I have a problem in one dimension (x-axis) with two spatial variables $x_{1}$ and $x_{2}$ and I have an Dirac's Delta $\delta(x_{1}-x_{2})$. My question is: how can I properly define this $\delta$?
I thought about
$$\delta(x_{1}-x_{2}) \varphi(x) = \varphi(x_{2})$$ for all $\varphi \in C^{\infty}_{c}(\mathbb{R})$.
Is this definition mathematically precise? I don't know if this is correct (I thought maybe $\varphi(x_{1},x_{2})$ and $\delta(x_1 - x_2) \varphi(x_1, x_2) = \varphi(x_{2})$ but I'm not sure either).
Thanks.
Let $L=\{(x,y)\in\Bbb{R}^2\,|\,\,x=y\}$, i.e this is the "diagonal line" in the plane.
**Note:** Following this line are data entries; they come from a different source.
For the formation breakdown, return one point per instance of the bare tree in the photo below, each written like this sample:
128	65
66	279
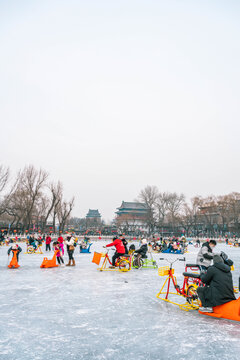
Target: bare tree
149	196
4	177
31	182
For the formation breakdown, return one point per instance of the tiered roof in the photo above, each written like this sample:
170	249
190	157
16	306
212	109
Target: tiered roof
93	214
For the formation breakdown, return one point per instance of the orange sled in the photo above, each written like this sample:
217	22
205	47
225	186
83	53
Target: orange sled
13	262
49	263
230	310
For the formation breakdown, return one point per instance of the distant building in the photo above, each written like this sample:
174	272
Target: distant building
132	216
93	214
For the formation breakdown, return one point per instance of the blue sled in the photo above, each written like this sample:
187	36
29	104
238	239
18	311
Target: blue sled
87	250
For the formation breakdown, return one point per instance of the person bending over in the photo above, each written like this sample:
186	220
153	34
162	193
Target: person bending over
120	249
219	285
15	247
205	254
142	251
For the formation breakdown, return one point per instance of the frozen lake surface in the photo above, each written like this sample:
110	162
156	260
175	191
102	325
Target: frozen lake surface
81	313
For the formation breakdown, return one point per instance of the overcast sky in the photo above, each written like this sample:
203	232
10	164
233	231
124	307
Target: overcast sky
111	96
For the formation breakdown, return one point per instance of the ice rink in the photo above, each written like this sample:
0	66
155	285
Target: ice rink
81	313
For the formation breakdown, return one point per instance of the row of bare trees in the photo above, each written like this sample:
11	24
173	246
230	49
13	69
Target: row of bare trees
31	200
208	215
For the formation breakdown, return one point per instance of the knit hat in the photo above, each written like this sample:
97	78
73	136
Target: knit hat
217	259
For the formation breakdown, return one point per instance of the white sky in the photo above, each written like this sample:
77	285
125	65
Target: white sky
112	96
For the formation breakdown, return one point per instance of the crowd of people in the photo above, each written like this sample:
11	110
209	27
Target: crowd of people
215	268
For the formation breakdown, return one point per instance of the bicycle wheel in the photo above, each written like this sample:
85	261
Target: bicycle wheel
192	295
30	250
124	265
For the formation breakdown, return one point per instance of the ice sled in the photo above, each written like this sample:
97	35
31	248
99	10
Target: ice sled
170	251
49	263
230	311
13	263
87	250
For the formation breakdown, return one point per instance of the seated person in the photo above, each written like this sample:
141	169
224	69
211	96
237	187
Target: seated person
131	249
120	249
219	285
205	254
164	246
142	251
83	245
39	240
31	242
175	247
15	247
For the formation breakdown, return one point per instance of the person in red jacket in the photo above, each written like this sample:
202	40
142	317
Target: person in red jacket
48	242
120	249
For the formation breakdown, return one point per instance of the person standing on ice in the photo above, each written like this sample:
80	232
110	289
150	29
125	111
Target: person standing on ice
48	242
142	251
57	249
205	254
125	243
70	250
15	247
219	285
60	241
120	249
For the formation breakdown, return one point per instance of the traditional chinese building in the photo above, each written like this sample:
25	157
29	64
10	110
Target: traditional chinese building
93	214
132	216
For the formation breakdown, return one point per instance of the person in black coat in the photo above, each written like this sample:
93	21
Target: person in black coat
219	285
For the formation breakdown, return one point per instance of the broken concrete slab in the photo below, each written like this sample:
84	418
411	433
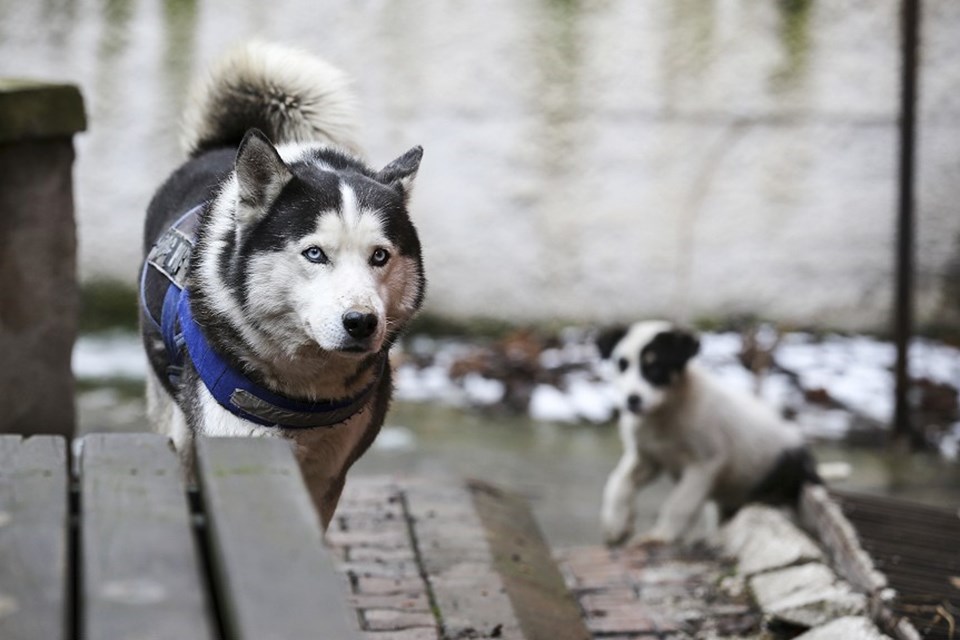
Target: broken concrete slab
762	538
808	595
849	628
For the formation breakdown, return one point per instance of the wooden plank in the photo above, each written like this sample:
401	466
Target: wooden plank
275	576
34	538
140	566
544	606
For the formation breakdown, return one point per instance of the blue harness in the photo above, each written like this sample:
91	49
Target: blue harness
170	258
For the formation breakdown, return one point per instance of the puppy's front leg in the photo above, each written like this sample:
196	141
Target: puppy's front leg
631	473
684	501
We can now define a (tempered) distribution $\delta_L$ on $\Bbb{R}^2$ by setting for each Schwartz function $\phi\in\mathcal{S}(\Bbb{R}^2)$, \begin{align} \langle\delta_L,\phi\rangle&:=\int_L\phi(x,y)\,dl(x,y)=\int_{\Bbb{R}}\phi(t,t)\,dt\,\tag{$*$} \end{align} Here, $dl$ denotes the "volume element" on the submanifold $L$, or in this case simply the line element, which as the final equality shows is a very simple one-dimensional integral.
This should intuitively be a reasonably definition because the quantity $\delta(x-y)$, where $(x,y)\in\Bbb{R}^2$ should be $0$ if $x\neq y$, so if we "integrate" a function $\phi$ against $\delta(x-y)$, then \begin{align} \int_{\Bbb{R}^2}\delta(x-y)\phi(x,y)\,dxdy&\,\,\,\, ``="\int_{L}\phi(x,y), \end{align} and we should be integrating with respect to the line element on $L$, rather than the Lebesgue measure on $\Bbb{R}^2$, because otherwise we get a trivial $0$ (since a line $L$ in the plane has zero Lebesgue measure). Hopefully this heuristic reasoning motivates the precise definition $(*)$ above.